Error in proof: $\mathbb{C} \cong \mathbb{C} \times \mathbb{C}$??
I've unintentionally "proved" the following: $$\mathbb{C} \cong \mathbb{C} \times \mathbb{C}$$ Can you help me tracing the error I made resulting to this non-proof? Here it is.
First of all, I recall an algebraic theorem about the complex plane: $\mathbb{C} \cong \mathbb{R}[X]/(X^2+1)$. The rest of the non-proof is about the apparent isomorphism $\mathbb{C} \times \mathbb{C} \cong \mathbb{R}[X]/(X^2+1)$.
The ring $R[X]$ is a commutative ring containing a unit, so we can write the ideal $(X^2+1)$ as a product of ideals $(X-i)(X+i)$. These ideals are indivisable: $(X+i)(X-i) \ni \frac{1}{2}(X+i)-\frac{1}{2}(X-i)=i$, so every polynomial $q = i^3q \cdot i$ is contained in the sum of ideals. Now we can use the generalisation of the Chinese remainder theorem: For a commutative ring R with unity, and indivisible ideals $I,J$ applies $R/IJ \cong R/I \times R/J$.

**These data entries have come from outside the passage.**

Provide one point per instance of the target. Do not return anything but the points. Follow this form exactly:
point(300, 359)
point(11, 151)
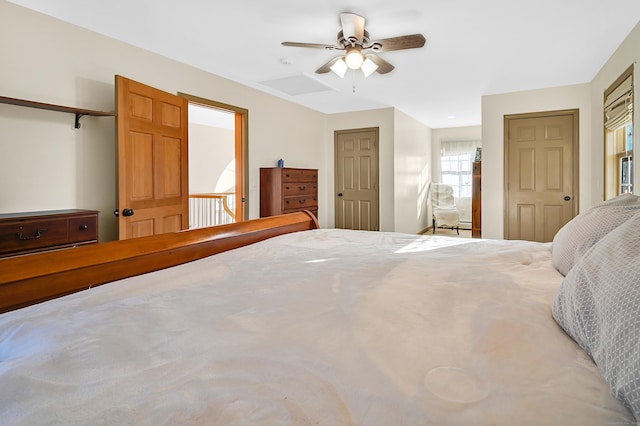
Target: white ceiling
point(474, 47)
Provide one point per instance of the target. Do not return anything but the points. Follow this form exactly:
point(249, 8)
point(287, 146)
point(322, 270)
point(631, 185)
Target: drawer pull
point(35, 236)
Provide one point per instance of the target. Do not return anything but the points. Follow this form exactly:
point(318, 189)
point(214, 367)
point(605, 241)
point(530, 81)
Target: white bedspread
point(322, 327)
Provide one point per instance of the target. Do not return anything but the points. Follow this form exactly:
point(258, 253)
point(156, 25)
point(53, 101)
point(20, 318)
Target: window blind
point(618, 105)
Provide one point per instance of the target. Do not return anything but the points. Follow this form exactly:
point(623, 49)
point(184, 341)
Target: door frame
point(336, 133)
point(241, 136)
point(575, 161)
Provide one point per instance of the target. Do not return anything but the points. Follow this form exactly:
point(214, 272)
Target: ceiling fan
point(360, 51)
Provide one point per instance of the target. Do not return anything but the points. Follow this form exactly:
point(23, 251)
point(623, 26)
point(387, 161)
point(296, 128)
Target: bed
point(274, 321)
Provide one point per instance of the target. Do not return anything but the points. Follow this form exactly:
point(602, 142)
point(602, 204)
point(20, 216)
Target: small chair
point(445, 212)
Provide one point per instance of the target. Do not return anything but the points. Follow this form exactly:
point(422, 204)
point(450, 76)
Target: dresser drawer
point(31, 234)
point(299, 175)
point(22, 233)
point(300, 203)
point(299, 188)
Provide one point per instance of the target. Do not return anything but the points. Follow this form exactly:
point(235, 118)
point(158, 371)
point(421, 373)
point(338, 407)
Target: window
point(618, 116)
point(456, 166)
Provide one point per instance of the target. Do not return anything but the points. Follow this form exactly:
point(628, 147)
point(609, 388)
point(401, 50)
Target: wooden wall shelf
point(79, 112)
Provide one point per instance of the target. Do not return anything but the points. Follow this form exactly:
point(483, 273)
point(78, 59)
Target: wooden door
point(541, 152)
point(356, 177)
point(153, 187)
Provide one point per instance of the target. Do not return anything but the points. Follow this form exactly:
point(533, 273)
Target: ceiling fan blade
point(352, 27)
point(383, 66)
point(311, 45)
point(327, 67)
point(411, 41)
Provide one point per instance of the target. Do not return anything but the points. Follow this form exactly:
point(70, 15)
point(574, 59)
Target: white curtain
point(458, 147)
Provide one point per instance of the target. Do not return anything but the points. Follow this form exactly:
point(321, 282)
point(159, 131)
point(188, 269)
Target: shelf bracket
point(79, 115)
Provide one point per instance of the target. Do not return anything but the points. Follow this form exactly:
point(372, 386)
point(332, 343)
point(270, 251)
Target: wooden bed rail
point(34, 278)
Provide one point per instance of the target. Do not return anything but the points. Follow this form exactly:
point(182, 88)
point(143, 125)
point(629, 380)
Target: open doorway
point(217, 163)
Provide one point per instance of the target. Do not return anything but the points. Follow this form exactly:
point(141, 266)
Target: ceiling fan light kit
point(354, 41)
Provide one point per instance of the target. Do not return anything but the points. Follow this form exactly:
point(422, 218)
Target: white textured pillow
point(583, 231)
point(598, 305)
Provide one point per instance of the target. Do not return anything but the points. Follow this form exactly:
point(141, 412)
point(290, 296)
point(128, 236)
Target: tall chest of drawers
point(22, 233)
point(287, 190)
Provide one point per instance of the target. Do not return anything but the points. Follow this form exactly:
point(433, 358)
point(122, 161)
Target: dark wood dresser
point(22, 233)
point(287, 190)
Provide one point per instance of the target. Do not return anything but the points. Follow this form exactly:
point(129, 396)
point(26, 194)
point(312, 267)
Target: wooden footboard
point(34, 278)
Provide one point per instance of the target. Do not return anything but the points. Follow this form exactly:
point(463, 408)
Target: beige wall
point(588, 98)
point(412, 174)
point(47, 164)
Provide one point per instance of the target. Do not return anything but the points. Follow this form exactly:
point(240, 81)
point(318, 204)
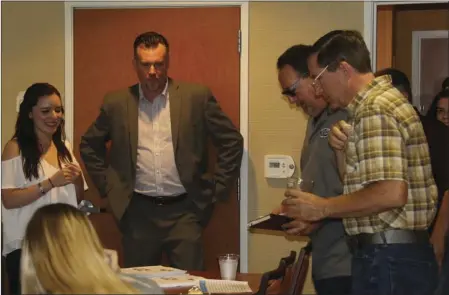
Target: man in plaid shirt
point(389, 192)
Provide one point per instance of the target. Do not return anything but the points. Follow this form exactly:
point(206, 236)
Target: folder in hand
point(270, 222)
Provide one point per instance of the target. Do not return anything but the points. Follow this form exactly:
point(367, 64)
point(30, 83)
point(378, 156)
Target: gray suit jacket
point(195, 116)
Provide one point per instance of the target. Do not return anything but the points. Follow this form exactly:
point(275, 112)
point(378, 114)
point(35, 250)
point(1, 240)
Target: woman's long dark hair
point(432, 112)
point(25, 134)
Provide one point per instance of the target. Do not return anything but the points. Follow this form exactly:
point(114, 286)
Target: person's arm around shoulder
point(382, 175)
point(228, 142)
point(338, 137)
point(93, 148)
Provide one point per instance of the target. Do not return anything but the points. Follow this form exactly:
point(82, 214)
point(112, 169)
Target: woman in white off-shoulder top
point(38, 168)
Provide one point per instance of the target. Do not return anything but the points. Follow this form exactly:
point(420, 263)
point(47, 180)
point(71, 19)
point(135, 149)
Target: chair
point(276, 274)
point(300, 271)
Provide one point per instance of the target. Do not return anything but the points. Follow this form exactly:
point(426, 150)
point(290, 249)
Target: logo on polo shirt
point(324, 132)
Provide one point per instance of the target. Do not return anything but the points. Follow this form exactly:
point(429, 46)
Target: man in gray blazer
point(155, 171)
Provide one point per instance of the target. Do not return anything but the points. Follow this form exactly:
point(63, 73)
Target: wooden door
point(203, 48)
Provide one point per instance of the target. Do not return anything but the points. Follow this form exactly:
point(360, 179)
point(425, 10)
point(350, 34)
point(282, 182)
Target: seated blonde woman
point(61, 254)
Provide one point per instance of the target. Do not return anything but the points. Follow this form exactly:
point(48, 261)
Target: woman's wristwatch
point(41, 188)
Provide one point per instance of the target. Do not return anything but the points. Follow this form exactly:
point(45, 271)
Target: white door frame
point(370, 21)
point(417, 37)
point(244, 95)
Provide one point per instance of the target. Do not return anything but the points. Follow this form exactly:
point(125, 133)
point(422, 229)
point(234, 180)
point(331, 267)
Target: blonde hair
point(61, 254)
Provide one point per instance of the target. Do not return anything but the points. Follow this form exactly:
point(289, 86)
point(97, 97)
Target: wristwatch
point(41, 188)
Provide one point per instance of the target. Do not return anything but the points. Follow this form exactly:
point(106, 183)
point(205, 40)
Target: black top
point(438, 139)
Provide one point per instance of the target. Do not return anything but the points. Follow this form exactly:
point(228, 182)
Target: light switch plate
point(19, 100)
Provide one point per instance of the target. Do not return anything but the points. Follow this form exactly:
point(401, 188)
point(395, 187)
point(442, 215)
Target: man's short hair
point(296, 57)
point(399, 80)
point(316, 47)
point(343, 45)
point(150, 40)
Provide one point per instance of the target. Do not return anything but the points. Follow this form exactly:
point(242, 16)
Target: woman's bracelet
point(51, 183)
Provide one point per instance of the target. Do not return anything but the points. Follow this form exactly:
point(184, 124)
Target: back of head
point(62, 254)
point(296, 57)
point(399, 80)
point(343, 45)
point(433, 109)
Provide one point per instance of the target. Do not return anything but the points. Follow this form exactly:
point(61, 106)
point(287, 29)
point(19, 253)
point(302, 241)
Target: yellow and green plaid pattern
point(388, 143)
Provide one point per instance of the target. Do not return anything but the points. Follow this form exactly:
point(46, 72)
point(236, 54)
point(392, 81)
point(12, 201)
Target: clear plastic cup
point(228, 266)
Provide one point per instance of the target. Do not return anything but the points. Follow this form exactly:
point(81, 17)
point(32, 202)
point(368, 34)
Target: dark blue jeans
point(396, 269)
point(443, 284)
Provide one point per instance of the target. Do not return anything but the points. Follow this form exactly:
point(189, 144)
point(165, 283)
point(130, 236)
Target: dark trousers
point(149, 229)
point(443, 284)
point(333, 286)
point(394, 269)
point(13, 271)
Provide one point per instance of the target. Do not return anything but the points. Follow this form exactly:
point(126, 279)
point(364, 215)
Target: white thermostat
point(279, 166)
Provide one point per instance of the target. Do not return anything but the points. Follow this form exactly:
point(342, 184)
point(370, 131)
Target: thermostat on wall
point(279, 166)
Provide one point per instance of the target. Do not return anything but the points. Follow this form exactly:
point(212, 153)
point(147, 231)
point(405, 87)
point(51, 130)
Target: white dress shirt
point(156, 173)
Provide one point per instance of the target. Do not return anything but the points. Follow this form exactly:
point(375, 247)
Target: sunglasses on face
point(317, 78)
point(291, 91)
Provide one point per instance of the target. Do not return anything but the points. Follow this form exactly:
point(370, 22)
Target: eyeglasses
point(315, 81)
point(442, 112)
point(291, 91)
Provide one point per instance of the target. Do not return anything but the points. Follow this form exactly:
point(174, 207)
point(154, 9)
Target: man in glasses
point(331, 257)
point(389, 191)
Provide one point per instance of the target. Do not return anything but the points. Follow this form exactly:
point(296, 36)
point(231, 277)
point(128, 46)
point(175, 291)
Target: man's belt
point(162, 201)
point(392, 236)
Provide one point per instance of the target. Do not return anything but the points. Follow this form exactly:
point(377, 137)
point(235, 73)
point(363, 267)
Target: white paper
point(153, 271)
point(178, 281)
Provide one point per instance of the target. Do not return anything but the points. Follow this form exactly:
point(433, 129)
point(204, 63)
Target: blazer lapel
point(132, 107)
point(175, 99)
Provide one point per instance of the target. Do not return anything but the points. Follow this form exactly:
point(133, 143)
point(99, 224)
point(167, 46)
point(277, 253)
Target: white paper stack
point(154, 271)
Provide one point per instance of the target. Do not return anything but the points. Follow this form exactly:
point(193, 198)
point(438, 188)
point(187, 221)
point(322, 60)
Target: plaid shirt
point(388, 143)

Now we have $\mathbb{R}[X]/(X^2+1) \cong \mathbb{R}[X]/(X+i) \times \mathbb{R}[X]/(X-i)$. I recall that for every homomorphism of rings $f: R \rightarrow S$ the isomorphism $R/\ker(f) \cong f(R)$ holds. Consider the mapping $s_r \ : \ R[X] \rightarrow S \ : \ \sum a_i X^i \mapsto \sum a_i r^i$. This substitution map is an homomorphism. A special case is the homomorphism $s_i \ : \ \mathbb{R}[X] \rightarrow \mathbb{C} \ : \ \sum a_i X^i \mapsto \sum a_i r^i$ that substitutes $i$ in $X$. Its kernel is exactly the ideal $(X-i)$. The image clairy contains $\{ a + bi: a,b \in \mathbb{R} \} = \mathbb{C}$, and the image is contained in $\mathbb{C}$ as well. So we obtain $\mathbb{C} \cong \mathbb{R}[X]/(X+i)$. The same trick with the substitution $s_{-i}$ shows that $\mathbb{C} \cong \mathbb{R}[X]/(X-i)$. This results into $\mathbb{C} \cong \mathbb{C} \times \mathbb{C}$. Here ends the "proof."
I feel a little bad about using $s_i$, because $i \notin \mathbb{R}$, but I remember that a similar mapping had to be used to proof that $\mathbb{C} \cong \mathbb{R}[X]/(X^2+1)$.
I'd be thankful if you help me to sift this through and find the error(s).
It's not too tough to spot! $i\notin\mathbb R$.
What your proof does in fact show is that by Chinese Remainder, $\mathbb C[X]/(X^2+1)\cong \mathbb C\times\mathbb C$.
The kernel of your homomorphism is $(X^2+1)$, not $(X-i)$, since $X-i\notin\mathbb R[X]$.
What does $\mathbb{R}[X]/(X+\operatorname{i})$ mean? The polynomial $X+\operatorname{i}$ does not belong to $\mathbb{R}[X]$, and so $\mathbb{R}[X]/(X+\operatorname{i})$ does not make sense. This is because $\operatorname{i}$ does not belong to $\mathbb{R}$.